From: ard at p850ug1.demon.co.uk (Tony Duell)
I haev found it's impossible to predict the prices that things will
sell...
As a seller I look at the number of watchers:
- 0-9 likely to go for the starting price
- 10-15 likely to be one serious bidder, price tends to dribble up from
the starting price.
- 15+ war likely to be declared between multiple serious bidders and the
price can go ballistic.
A complete, untested PDP-11/10 system (eventually found my variac but too
late to fire up the system) sold for ~$100 from a $0.99 starting price. In
Australia just some of the parts and PCBs for a 1974 Electronics Australia
EDUC-8 microcomputer (contemporary of the MARK-8) has attracted a bid at the
$100 starting price while another auction for PCBs and some parts for a
reproduction MARK-8 has not attracted a bid. All can be explained by the
size and composition of the market. In Australia there are only a very
limited number of people in my city who have an interest in a PDP-11, the
MARK-8 is obscure and relatively unknown as Radio-Electronics magazine had
limited market penetration, while Electronics Australia's EDUC-8
project would have been seen by Australian professionals and enthusiasts
from that era. So these auction prices are currently
related to demand.
I'm in Australia and there can be category mismatches between the eBay.au
site and the rest of the world. So that what you an auction you think
should list into an equivalent category on
eBay.com appears to just
disappear and searches will fail unless your buyers are searching only at
the top eBay level. Most
eBay.com buyers appear to be unaware of this
limitation on searches.
Then there is the opposite of an eBay disaster where the object is just to
find homes for stuff.

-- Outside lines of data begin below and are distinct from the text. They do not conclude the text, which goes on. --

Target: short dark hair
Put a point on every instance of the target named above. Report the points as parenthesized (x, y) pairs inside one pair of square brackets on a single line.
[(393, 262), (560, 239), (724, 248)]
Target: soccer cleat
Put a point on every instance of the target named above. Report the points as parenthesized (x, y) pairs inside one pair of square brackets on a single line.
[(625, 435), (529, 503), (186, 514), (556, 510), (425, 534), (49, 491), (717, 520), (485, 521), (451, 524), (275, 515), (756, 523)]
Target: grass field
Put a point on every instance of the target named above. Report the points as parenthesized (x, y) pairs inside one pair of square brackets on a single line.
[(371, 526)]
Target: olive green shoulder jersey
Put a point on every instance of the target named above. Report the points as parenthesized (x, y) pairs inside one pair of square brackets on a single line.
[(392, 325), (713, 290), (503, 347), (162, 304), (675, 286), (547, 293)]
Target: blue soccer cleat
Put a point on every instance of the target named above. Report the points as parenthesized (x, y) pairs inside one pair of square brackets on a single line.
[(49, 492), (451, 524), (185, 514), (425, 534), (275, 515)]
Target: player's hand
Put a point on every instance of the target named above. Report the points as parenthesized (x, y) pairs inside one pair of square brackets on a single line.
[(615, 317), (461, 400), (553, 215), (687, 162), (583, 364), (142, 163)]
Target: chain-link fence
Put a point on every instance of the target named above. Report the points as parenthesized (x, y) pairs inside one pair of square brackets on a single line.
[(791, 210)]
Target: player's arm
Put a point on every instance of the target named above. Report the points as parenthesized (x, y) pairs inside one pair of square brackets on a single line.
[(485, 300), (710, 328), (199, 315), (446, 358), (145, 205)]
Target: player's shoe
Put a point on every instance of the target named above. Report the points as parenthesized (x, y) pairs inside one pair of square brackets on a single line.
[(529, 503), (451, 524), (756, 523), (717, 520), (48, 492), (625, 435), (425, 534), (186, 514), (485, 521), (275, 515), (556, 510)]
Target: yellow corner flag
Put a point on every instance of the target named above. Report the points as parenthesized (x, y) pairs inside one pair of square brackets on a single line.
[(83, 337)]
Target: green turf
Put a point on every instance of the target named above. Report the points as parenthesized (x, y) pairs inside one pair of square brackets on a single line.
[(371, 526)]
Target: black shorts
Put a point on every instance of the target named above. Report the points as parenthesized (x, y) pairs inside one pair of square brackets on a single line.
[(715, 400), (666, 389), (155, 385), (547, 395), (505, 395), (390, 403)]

On eBay you don't have to wait for the end of a 7
day auction to sell something. When trying to find a home for something
oddball like a core memory system from a PDP-11/20 I'd be happy to accept a
$0.99 starting price bid from anybody who expresses the least interest. End
result is a happy buyer and you get the cost of the eBay listing fee
covered. Does surprise people who don't know this option of eBay,
plus this can upset people who expect to snipe an auction.